Karnak se saisit du bout de papier et commença à inspecter les affaires qui avaient été retrouvées sur le corps. Pendant ce temps-là, le commodore se rapprocha de Janna. Cette dernière avait fait descendre le corps et commençait à l'examiner sous toutes ses coutures. Elle ne sembla pas être déconcentrée par le jeune homme. Ses mains parcouraient le corps, touchant des points qui devaient probablement lui apporter des informations sur l'état de santé pré-mortem. De son côté, Tenko remarqua assez rapidement le teint particulièrement bleutée de la victime. Il n'eut pas à poser la question.

"C'est la première fois que je touche un cadavre aussi froid..."

"Ca doit faire plusieurs jours qu'elle est là, non?"

Janna se retourna, un air circonspect sur le visage. Tenko comprit rapidement qu'il venait de dire une connerie. Il se pencha au niveau de son amie et l'observa vérifier une fois de plus ses observations. Il y avait quelque chose qui dérangeait vraiment la jeune femme.

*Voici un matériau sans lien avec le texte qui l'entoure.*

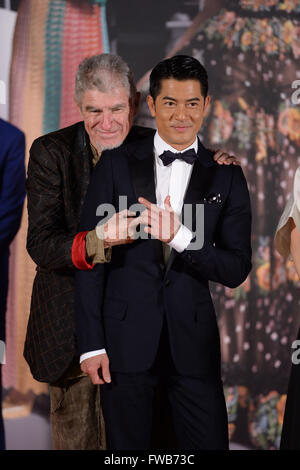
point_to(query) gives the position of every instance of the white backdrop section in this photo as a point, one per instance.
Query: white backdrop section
(7, 26)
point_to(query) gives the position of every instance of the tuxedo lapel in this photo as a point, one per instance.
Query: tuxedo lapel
(141, 167)
(198, 186)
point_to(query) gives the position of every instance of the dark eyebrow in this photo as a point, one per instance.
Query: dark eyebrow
(90, 108)
(173, 99)
(169, 98)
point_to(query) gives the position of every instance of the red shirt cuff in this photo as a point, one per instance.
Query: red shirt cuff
(78, 252)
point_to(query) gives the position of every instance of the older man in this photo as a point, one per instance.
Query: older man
(59, 172)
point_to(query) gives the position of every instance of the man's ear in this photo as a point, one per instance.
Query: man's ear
(151, 105)
(136, 102)
(78, 106)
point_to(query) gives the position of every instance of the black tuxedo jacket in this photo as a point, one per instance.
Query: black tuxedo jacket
(120, 306)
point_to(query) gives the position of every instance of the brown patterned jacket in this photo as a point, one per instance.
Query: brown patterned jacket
(59, 171)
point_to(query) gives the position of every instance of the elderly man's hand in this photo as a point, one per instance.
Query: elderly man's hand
(120, 228)
(223, 158)
(162, 224)
(97, 367)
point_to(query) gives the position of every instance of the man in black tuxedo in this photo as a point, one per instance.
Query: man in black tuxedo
(147, 317)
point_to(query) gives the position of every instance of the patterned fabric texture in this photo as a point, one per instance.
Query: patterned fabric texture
(51, 38)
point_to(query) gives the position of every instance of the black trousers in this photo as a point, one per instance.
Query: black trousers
(197, 406)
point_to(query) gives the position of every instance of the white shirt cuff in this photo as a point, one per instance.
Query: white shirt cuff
(91, 354)
(182, 239)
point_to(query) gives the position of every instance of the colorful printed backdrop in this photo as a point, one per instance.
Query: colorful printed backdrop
(251, 49)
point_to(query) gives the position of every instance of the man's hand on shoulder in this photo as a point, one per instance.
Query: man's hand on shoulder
(97, 367)
(223, 158)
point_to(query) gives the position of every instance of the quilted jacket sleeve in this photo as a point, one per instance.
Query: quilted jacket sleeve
(49, 242)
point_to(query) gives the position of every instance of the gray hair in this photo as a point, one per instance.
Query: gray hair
(104, 72)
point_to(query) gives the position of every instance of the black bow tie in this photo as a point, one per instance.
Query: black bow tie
(189, 156)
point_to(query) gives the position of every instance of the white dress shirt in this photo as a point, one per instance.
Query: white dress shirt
(170, 180)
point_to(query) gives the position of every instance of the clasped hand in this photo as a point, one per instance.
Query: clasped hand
(162, 224)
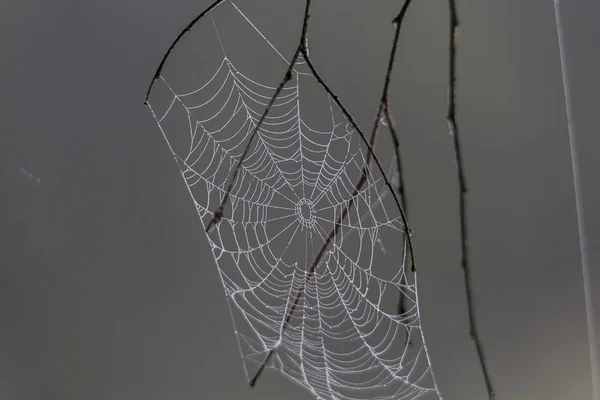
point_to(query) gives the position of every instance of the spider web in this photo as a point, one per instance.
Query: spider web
(344, 338)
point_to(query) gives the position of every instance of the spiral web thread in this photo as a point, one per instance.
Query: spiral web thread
(344, 340)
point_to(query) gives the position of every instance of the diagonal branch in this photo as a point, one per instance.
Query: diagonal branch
(177, 39)
(464, 250)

"Touchez-la. Vous allez vite comprendre.

Le commodore s'exécuta. Il posa sa main sur le corps de la jeune femme et ressentit presque une brûlure sur la peau de sa main. Il la retira immédiatement. Le bras de cette femme était aussi gelé que la glace. Comme si on l'avait plongé dans les eaux polaires pendant quelques heures avant de l'accrocher au milieu de cet entrepôt. Déconcerté, il se tourna vers la médecin.

"C'est quoi ces conneries? Il fait pas loin de trente degrés dehors!"

"Si ça s'arrêtait là. Regardez sur les phalanges, ce sont des engelures. Le genre qu'on attrape quand la température passe bien en dessous de la barre du zéro. La dernière fois que j'en ai vu d'aussi sérieuses, c'était sur une patrouille de haute montagne qui avait été prise dans une avalanche."

Elle marqua un temps d'arrêt pour laisser son supérieur réfléchir. Les dispositifs réfrigérants les plus performants ne pouvaient pas amener un individu à une température si basse. Et s'il y en avait de ce genre sur l'île, ils étaient forcément au sein du palais de Wakopol, qui n'aurait pas fait placer une note aussi litigieuse sur le cadavre. Rien ne s'accordait dans cette histoire, encore un de ces mystères qui poussaient comme des mauvaises herbes sur l'île. Des bruits de conversations de plus en plus forts traversaient la paroi de tôle. Janna finit son exposé.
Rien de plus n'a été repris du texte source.